OPEN CALL: E2.0 is driving a need for community managers
Enterprise 2.0 is a growing initiative, and with it is coming the creation of new functions and jobs. Positions such as community managers, content managers, and social media strategists are emerging. It's something that many industry thoughts leaders, including Dion Hinchcliffe, are seeing. Dion wrote an article on ebizQ recently about community management, and how it is becoming a strategic new business capability.

He writes, "... as the work environment has moved towards an online one where the dominant communication model is social in nature, then a different set of skills, techniques, and processes are required. As a result, it's starting to become apparent that community management is a strategic function for organizations that are adopting or otherwise being impacted by social computing, which is most of them at the moment."

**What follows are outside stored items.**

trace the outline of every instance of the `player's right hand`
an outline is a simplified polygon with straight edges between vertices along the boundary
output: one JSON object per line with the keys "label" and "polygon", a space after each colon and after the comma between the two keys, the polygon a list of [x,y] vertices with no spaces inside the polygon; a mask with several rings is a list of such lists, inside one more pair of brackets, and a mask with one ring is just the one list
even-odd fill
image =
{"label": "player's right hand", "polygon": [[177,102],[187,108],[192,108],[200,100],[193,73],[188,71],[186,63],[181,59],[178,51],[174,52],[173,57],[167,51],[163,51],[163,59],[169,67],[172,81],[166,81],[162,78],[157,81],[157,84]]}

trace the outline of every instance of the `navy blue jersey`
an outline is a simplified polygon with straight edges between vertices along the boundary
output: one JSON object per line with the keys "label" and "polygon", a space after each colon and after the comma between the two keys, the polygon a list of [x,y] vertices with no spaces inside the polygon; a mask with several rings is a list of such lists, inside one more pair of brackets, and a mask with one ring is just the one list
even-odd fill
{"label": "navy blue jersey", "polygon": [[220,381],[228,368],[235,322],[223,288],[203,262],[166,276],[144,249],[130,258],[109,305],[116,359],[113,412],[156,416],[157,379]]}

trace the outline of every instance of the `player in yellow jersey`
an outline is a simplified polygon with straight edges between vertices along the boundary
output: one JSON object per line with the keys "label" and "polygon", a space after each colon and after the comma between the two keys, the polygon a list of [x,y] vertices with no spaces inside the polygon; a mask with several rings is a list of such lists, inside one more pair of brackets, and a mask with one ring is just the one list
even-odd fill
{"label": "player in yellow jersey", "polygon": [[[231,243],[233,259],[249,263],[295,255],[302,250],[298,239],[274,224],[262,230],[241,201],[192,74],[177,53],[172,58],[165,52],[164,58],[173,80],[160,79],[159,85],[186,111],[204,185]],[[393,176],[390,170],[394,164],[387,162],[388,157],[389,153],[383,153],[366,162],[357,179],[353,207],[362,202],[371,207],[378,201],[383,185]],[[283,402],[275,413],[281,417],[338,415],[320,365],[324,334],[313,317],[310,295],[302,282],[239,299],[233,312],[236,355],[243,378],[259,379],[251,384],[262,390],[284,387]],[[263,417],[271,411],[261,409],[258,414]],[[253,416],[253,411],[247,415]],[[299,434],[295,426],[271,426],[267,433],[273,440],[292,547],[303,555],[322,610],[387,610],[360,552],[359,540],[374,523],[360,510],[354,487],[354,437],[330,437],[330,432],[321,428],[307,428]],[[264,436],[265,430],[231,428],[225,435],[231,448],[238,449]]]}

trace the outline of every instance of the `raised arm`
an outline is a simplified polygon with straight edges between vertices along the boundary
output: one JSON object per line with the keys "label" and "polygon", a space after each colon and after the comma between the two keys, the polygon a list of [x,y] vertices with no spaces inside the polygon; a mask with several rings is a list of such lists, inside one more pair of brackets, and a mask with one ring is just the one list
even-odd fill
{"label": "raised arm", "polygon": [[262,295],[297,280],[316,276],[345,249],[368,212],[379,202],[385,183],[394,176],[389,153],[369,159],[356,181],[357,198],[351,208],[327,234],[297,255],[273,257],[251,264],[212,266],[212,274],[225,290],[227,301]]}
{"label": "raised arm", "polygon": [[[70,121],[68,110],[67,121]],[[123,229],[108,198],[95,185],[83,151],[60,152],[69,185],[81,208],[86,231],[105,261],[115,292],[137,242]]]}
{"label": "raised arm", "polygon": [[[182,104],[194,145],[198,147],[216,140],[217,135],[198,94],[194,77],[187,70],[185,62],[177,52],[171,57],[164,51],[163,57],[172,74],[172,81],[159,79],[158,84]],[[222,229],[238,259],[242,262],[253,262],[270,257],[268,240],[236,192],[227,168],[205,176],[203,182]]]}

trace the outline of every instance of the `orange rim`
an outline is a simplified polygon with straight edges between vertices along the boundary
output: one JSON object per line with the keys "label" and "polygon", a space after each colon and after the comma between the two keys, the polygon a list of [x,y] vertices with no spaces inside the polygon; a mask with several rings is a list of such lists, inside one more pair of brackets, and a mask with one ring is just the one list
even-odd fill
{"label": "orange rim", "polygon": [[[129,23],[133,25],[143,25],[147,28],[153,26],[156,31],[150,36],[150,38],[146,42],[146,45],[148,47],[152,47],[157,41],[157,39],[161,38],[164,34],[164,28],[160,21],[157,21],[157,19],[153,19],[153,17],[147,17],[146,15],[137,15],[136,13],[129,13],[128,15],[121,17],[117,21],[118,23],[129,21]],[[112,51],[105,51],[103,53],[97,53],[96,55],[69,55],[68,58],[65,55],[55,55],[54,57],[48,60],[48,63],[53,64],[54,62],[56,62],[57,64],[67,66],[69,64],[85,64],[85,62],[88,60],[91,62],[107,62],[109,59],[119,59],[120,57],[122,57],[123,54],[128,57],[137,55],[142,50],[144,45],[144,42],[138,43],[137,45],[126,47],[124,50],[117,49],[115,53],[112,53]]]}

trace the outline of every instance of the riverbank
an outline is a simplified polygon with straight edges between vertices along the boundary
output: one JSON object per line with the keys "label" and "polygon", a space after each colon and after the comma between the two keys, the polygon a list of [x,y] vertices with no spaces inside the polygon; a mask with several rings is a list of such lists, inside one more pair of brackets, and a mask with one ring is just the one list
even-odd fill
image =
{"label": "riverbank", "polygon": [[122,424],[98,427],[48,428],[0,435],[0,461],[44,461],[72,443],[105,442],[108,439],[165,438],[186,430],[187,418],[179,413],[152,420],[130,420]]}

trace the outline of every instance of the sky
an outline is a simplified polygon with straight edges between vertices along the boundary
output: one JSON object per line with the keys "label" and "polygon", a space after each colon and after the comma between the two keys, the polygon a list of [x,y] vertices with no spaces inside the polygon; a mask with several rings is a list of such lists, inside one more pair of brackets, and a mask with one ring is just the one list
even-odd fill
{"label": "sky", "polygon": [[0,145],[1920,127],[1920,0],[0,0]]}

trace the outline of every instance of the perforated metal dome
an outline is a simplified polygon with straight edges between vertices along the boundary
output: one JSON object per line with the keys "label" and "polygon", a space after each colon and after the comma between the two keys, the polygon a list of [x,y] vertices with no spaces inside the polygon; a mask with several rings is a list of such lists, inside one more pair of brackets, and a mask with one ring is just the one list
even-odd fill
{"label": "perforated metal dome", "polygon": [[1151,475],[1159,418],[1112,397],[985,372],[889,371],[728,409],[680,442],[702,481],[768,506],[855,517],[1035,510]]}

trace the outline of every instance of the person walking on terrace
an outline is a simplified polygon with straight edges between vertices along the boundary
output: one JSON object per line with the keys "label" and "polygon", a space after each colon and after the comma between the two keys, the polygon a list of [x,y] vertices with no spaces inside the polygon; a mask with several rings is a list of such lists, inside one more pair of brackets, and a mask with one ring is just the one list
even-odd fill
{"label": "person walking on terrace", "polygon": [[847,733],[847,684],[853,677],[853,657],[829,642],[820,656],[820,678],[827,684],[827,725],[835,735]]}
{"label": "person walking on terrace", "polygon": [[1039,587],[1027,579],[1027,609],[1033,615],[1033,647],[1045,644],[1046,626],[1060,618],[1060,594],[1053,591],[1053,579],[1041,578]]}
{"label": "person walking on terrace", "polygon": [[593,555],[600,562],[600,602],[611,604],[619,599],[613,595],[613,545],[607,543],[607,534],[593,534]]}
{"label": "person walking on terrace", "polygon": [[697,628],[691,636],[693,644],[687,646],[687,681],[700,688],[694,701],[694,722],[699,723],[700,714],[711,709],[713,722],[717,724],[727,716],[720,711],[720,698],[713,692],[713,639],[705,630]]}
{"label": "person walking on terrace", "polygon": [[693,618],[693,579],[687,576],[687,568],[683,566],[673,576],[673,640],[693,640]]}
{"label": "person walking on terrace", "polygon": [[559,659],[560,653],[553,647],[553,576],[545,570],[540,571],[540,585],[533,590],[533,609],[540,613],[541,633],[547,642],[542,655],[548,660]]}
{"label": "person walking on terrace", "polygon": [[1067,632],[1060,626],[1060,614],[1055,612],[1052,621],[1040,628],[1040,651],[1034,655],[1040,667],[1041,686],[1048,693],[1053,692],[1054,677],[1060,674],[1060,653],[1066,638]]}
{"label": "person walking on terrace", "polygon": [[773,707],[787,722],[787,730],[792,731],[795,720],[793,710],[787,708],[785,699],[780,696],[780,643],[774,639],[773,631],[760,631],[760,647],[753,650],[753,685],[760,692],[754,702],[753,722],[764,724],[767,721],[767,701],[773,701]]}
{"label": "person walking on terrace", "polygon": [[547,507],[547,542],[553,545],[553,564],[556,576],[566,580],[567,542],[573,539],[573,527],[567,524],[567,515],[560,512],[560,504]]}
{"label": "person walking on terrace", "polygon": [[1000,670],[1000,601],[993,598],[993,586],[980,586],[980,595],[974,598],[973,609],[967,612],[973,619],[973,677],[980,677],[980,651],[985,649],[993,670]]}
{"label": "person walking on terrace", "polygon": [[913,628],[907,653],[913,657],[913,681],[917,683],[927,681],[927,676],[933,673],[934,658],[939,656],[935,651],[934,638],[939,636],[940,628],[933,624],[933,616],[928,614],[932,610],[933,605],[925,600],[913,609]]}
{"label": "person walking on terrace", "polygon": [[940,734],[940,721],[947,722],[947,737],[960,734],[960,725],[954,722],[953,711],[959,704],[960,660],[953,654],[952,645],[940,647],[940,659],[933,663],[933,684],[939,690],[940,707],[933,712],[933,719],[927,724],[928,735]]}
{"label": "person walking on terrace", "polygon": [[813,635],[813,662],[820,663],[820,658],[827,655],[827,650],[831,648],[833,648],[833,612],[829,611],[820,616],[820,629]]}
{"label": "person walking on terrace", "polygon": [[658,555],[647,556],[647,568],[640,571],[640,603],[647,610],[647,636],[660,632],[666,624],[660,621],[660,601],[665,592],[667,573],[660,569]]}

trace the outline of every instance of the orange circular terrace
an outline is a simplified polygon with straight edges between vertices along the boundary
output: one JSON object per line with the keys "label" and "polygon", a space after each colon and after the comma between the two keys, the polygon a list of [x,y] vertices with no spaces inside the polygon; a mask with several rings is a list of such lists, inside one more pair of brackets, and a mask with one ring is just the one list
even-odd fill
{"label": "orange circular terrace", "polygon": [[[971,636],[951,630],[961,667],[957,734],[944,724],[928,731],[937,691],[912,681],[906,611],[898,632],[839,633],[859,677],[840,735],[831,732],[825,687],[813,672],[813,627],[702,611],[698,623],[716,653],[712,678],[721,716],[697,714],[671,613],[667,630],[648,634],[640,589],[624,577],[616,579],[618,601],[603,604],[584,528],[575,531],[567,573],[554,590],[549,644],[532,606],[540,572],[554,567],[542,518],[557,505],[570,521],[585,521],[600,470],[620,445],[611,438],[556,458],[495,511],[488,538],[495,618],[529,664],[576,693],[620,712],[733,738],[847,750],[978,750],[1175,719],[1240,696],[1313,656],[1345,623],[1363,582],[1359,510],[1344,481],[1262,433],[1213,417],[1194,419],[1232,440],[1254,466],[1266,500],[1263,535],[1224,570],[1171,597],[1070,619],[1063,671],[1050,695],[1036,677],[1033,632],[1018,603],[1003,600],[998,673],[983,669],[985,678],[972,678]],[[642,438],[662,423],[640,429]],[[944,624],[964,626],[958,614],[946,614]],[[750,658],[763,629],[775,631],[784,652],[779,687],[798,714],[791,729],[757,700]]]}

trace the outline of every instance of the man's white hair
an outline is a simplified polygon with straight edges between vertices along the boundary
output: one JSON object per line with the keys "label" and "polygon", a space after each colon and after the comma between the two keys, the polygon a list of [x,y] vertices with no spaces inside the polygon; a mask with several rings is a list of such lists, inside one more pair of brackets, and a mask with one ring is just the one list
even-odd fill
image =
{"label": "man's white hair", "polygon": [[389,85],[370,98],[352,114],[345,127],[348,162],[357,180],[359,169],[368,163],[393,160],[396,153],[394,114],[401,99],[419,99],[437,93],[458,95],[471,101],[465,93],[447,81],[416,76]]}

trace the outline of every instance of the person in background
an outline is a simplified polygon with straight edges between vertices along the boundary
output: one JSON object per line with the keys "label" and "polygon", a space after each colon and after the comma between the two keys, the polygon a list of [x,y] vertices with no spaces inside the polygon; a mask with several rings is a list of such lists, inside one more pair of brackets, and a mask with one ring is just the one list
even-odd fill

I agree with his assertion. As I wrote in my comment, community managers are at the intersection of business and social. Business is hierarchical in nature. Community is social and fluid. A company needs both to innovate under the constraints of modern organizational policies and regulations.

As these two worlds collide, intersect, and eventually integrate, a community manager can facilitate and make the transition successful. This is not unlike the role of social librarians, who are crucial to the success of a social library initiative.

I agree with Dion's idea that "communities are different, but complementary." Communities in the enterprise are typically focused on high-value business processes, topics, or objectives, such as proposal development, product development, research, and incident management, to name a few. But it’s the nuances between these groups where a community manager can make a difference by applying best practices and tweak an E2.0 strategy to best fit the needs of each group.

Rather than blanketing E2.0 as a solution to general, corporate-wide problems regarding collaboration, knowledge management, productivity, and efficiency, a community manager is poised to address these varying challenges by focusing on specific use cases, and applying tailored community solutions.

I left a couple other thoughts on the article too. Dion also included a detailed reaction to the recently released Community Roundtable report, The State of Community Management. It unearths best practices from community practitioners in a variety of companies and industries, and gives more great insight on community management.